Jennifer Fields was one woman who went. She shares honestly that she had never been interested in other cultures, and since the beginning of terrorist attacks in America and the heightened awareness of immigration from Middle-Eastern countries, she has been quite closed-minded toward those who don’t speak English and dress differently. Jennifer, like many people, had a lot of fear in regards to Muslim people.
However, that changed for her when she sat at the table with women from Afghanistan, Guatemala and Bangladesh. She happened to sit next to a woman who began to cry because she was so homesick and knew very little English. Though communication wasn’t easy, they were able to understand each other’s pain.
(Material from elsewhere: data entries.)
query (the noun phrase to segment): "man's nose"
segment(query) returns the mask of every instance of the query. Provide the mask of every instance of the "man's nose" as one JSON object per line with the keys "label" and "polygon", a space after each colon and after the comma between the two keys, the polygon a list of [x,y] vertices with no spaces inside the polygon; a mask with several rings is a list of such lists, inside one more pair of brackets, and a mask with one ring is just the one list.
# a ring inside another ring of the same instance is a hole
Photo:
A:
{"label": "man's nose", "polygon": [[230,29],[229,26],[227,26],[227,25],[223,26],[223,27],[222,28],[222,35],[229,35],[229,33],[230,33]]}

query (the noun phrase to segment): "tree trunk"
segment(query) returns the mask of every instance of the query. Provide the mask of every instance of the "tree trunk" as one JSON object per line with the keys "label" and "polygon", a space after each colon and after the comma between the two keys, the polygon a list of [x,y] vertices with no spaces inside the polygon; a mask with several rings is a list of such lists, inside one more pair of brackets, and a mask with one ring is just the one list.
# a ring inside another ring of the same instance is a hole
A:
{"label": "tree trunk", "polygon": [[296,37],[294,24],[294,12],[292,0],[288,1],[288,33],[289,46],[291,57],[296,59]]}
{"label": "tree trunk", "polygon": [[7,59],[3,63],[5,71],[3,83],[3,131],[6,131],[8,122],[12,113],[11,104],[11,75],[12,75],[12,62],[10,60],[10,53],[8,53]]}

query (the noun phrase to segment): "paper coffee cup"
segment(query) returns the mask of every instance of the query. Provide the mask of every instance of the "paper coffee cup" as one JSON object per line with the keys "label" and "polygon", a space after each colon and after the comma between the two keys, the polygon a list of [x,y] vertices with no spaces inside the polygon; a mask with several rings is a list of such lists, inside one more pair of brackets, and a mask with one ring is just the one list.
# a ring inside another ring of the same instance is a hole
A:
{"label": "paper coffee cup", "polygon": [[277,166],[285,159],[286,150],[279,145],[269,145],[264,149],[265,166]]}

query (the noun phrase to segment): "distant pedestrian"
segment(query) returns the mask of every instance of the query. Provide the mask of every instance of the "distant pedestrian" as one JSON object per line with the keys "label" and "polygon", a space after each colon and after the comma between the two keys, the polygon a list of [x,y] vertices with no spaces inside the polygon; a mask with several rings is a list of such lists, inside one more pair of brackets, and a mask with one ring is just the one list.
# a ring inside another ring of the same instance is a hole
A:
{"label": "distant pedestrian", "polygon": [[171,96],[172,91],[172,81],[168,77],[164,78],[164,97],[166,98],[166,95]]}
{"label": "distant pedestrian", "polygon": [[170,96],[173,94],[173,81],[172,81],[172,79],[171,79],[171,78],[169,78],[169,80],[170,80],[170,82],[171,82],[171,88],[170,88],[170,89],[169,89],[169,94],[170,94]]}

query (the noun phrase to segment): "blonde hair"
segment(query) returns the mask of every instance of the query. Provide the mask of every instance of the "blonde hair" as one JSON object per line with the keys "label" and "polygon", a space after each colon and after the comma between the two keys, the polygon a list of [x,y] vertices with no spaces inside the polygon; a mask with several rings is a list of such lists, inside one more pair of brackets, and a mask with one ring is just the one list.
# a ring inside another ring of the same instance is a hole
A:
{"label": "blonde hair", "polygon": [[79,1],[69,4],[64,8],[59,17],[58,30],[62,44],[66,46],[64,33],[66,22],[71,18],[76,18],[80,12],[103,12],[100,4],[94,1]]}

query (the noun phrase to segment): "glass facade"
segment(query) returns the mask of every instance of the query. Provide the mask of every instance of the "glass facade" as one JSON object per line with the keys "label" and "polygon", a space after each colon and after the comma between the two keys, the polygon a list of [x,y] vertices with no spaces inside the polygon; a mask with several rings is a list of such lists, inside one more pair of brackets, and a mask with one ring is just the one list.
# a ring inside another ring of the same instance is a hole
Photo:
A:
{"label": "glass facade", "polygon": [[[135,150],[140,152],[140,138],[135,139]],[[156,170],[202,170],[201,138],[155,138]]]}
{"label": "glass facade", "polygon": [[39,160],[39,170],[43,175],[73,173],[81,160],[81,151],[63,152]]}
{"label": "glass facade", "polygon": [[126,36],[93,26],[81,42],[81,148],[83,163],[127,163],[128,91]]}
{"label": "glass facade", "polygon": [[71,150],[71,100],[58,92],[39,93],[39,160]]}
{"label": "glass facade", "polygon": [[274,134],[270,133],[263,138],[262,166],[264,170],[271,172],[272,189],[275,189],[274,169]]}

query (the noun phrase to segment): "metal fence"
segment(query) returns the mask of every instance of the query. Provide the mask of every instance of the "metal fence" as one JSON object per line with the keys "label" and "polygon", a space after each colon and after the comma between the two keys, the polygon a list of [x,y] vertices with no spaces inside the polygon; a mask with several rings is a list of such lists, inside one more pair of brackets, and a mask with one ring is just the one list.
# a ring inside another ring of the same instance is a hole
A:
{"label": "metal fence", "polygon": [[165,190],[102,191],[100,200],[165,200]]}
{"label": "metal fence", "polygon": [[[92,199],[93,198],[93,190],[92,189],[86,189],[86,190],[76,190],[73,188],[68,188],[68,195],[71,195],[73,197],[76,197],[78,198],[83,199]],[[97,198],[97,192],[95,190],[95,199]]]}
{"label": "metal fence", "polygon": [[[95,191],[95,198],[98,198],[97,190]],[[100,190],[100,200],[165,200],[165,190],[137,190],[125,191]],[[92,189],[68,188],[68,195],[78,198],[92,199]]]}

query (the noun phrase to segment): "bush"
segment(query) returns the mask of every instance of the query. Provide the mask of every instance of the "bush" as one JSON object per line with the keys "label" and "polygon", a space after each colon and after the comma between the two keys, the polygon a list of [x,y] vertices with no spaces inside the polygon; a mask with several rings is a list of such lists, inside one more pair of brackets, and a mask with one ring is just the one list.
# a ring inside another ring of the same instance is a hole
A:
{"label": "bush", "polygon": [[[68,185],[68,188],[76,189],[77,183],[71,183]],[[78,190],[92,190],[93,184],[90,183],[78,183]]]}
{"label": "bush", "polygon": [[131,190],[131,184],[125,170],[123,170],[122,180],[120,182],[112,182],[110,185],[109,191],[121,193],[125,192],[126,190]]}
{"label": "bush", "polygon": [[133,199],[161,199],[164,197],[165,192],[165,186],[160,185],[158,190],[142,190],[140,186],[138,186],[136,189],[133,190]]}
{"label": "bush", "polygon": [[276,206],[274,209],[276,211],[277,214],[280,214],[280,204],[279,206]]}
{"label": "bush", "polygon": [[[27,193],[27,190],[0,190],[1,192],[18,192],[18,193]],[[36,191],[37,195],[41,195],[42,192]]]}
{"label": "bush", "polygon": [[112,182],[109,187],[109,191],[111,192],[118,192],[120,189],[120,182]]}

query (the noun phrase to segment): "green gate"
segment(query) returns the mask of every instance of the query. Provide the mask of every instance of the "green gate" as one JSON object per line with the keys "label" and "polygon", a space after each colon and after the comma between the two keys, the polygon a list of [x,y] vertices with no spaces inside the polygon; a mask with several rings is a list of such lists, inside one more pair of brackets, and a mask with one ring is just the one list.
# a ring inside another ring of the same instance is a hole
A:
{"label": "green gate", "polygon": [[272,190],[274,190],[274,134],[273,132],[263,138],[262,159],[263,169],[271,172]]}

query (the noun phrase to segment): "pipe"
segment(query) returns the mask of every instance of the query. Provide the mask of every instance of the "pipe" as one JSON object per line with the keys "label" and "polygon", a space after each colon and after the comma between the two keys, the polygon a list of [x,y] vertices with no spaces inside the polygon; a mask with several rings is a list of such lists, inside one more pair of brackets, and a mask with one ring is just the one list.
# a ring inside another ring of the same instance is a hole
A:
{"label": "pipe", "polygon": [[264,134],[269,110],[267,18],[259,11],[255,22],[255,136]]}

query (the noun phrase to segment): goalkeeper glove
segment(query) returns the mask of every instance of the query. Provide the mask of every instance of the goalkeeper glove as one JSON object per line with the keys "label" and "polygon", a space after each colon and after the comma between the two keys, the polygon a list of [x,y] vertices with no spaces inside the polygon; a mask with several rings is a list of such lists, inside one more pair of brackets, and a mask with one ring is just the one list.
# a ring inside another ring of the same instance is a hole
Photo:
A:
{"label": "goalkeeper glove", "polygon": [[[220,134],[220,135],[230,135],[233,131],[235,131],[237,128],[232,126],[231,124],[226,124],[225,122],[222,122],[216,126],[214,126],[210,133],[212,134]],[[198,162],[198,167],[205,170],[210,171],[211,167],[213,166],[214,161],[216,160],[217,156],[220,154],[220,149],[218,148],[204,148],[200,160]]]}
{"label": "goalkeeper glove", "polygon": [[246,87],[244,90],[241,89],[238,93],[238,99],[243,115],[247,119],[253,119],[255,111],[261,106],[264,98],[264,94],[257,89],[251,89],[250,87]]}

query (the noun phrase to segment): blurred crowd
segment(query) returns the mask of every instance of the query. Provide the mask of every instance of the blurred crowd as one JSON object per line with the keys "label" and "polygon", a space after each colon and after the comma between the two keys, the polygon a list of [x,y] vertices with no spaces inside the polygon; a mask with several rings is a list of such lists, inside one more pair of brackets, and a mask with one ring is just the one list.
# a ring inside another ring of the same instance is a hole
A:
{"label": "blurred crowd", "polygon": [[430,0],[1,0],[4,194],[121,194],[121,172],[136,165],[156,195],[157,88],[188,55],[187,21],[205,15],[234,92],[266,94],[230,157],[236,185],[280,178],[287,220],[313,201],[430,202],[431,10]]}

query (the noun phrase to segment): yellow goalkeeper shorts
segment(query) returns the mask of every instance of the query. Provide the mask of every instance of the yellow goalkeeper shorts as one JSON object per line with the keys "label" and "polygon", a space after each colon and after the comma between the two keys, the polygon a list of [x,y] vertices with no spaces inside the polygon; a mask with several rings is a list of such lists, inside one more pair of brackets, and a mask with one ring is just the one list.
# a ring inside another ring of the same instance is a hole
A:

Jennifer lives here in Texas without her family, and so she felt her loneliness. She says, “That moment was the moment my mind changed and I began to see these women as real human beings and not just a statistical news report. “
Laura Townsend was another woman who went to just simply love on these women who have lost so much. She shared that at first it did seem quite awkward. It was hard to sit and have tea when we didn’t even speak the same language. However, towards the end of tea, one woman and Laura just happened to lock eyes, and the woman headed straight over to Laura. She wanted to share her story. The woman began to tell of how her husband had worked with the American Security Forces in Afghanistan, and it was no longer safe for them there. Her family had to leave, and she, her husband, and her young children were granted asylum in America. However, she has children that were older, and they were not immediately granted the same status here. They have to do their own paperwork. And so the woman began to tell Laura all about her family; how one daughter is about to get married and she will not be able to attend and how another is about to have her first grandchild. This was when those bridges of understanding began to be built. Having children of her own, Laura could sympathize with a woman who was cut off completely from the life of her grown children and soon to be grandchildren.
Jennifer, Laura and many of the other woman learned that though we seem to be so drastically different, we all long for similar things. A mother desires to see her daughter married. A grandmother longs to hold her grandchild, and being away from home is lonesome. Listening to other people’s stories and understanding their experiences helps us to see the faces behind the statistic or the new article, and instead to see the person that God created them to be.